Mortal Munchies: a Non-Lethal Alternative to Fruit Snacks
Here’s a radical idea: What if fruit snacks were just…fruit?
That’s the entire premise behind Mortal Munchies. We skip the chemicals, the corn syrup, and the neon dyes, and we give you the real thing: single-ingredient dried fruit. Bad Apple. Barbaric Banana. Belligerent Blueberry. Malicious Mango. All flavor, zero lab equipment.
Our fruit isn’t molded, dyed, or “enhanced.” It’s the original snack food. Actual nutrients, actual fiber, and zero ingredients that sound like prescription drugs. It’s naturally sweet, satisfying, and capable of surviving outside a corporate focus group.
Death to Fruit Snacks
Eating fruit snacks instead of real dried fruit is like mistaking a wax sculpture for a human being. It looks close enough until you realize it’s lifeless, hollow, and smells faintly of chemicals.

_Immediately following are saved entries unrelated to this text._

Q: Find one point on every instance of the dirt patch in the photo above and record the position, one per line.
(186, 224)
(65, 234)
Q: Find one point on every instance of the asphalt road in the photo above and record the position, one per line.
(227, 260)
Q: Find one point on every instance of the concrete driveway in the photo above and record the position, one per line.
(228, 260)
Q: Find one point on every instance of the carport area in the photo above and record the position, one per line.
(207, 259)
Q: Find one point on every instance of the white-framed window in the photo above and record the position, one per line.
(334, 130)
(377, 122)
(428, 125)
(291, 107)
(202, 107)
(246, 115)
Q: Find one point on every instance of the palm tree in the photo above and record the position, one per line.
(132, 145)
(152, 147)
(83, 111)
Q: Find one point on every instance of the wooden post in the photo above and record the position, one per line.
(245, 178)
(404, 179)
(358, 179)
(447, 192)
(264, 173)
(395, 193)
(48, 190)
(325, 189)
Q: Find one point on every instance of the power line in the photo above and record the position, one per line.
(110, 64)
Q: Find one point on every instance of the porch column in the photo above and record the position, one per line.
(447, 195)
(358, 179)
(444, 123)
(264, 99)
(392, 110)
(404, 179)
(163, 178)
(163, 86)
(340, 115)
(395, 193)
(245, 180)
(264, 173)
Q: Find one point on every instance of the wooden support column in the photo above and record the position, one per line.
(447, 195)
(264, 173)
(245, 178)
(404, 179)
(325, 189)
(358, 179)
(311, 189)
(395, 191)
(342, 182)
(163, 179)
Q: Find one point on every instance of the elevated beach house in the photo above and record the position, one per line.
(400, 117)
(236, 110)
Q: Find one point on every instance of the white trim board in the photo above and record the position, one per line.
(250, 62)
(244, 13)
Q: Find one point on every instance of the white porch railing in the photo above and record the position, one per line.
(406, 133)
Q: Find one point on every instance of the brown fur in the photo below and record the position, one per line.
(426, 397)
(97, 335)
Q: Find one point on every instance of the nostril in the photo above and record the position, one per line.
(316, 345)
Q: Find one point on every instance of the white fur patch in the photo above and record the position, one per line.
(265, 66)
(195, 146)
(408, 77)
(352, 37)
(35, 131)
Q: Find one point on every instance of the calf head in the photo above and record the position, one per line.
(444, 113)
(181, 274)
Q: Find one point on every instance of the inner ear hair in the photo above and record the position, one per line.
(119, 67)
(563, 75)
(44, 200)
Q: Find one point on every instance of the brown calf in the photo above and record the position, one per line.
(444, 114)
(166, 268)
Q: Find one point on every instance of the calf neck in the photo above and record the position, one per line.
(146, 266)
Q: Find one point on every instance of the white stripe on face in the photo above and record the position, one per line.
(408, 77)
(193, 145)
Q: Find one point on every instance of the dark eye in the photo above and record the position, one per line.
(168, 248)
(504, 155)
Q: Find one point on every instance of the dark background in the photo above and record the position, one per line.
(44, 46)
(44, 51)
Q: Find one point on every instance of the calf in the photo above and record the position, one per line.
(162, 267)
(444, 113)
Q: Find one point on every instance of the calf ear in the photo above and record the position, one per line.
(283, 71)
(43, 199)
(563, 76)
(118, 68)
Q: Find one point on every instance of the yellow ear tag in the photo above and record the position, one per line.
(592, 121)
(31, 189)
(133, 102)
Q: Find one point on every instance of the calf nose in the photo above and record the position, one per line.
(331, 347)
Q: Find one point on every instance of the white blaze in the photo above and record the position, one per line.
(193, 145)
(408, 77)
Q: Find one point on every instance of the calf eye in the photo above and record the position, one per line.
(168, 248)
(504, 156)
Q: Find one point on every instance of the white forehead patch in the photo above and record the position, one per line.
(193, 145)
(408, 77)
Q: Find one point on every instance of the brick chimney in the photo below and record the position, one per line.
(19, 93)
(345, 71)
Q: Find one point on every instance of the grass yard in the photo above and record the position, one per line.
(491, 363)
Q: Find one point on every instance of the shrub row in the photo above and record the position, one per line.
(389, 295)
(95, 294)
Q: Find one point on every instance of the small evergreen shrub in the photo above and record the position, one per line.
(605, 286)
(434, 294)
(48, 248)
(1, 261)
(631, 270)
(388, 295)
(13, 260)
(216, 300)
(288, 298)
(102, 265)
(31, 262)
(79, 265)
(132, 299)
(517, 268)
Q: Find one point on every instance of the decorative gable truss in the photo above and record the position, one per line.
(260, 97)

Fruit snacks are what happens when food science forgets about food. They’re edible marketing campaigns: sugar cloaked in virtue signaling. And they’ve been training generations of kids to think a cartoon-shaped glucose slab counts as fruit.
It’s time to stop pretending. You don’t need chewy sugar squares to live your best life. You need snacks that don’t double as dental weapons. Avoid the snack aisle like the plague. Stock up on dried fruit that still resembles something that grew on a tree.